L’amour à distance, c’est l’appel téléphonique ou le message électronique qui relie l’enseignant et son élève. C’est l’heure passée à jouer à des jeux vidéo en ligne avec des amis, juste parce que ça nous permet d’entendre la voix des amis. Presque comme s’ils étaient à nos côtés… C’est le 5 à 7 avec les copains qui permet de faire résonner nos chin-chin sur une plateforme d’échange.
L’amour à distance, c’est la photo drôle qu’on envoie à la parenté pour leur dire que « ça va bien aller », même si des fois, on en doute. C’est le message privé qu’on envoie à de vieux amis qu’on avait oubliés dans notre liste d’amis sur les réseaux sociaux… « Salut… je voulais te dire que je pense à toi, j’espère que le confinement ne te fait pas trop la vie dure ». C’est l’appel à l’aide qu’on lance pour dire que là, c’est trop.
L’amour à distance, pour plusieurs, c’est le sacrifice du temps pour les services essentiels. C’est devoir remettre nos précieux enfants dans les mains des éducatrices, des grands-parents ou de notre parent divorcé, le temps d’aller soigner, nourrir, faire de la recherche ou prendre les décisions qui permettront à notre communauté de s’en sortir maintenant et plus tard.

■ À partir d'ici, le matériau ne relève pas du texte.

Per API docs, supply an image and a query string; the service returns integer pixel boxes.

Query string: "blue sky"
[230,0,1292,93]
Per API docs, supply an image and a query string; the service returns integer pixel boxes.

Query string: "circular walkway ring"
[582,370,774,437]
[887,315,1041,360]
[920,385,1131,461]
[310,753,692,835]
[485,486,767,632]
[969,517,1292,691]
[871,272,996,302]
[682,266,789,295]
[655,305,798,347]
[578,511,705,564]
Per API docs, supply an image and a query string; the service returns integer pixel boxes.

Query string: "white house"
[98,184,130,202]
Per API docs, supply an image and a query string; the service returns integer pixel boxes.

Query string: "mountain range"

L’amour à distance est fait des prières et des ondes qu’on envoie à nos proches qui sont loin (définir « loin » selon la situation : isolés de l’autre bord de la rue ou coincés de l’autre côté de l’océan, en attente d’un rapatriement). Certains ont dit « Aimez-vous les uns les autres », d’autres ont prôné « Aime-toi toi-même »… live ou à distance, mais aimez-vous.
Cet amour à distance, c’est peut-être, au bout du compte, ce qui va rendre l’amour plus proche, plus complice, plus durable. C’est peut-être la base d’un réel rapprochement social.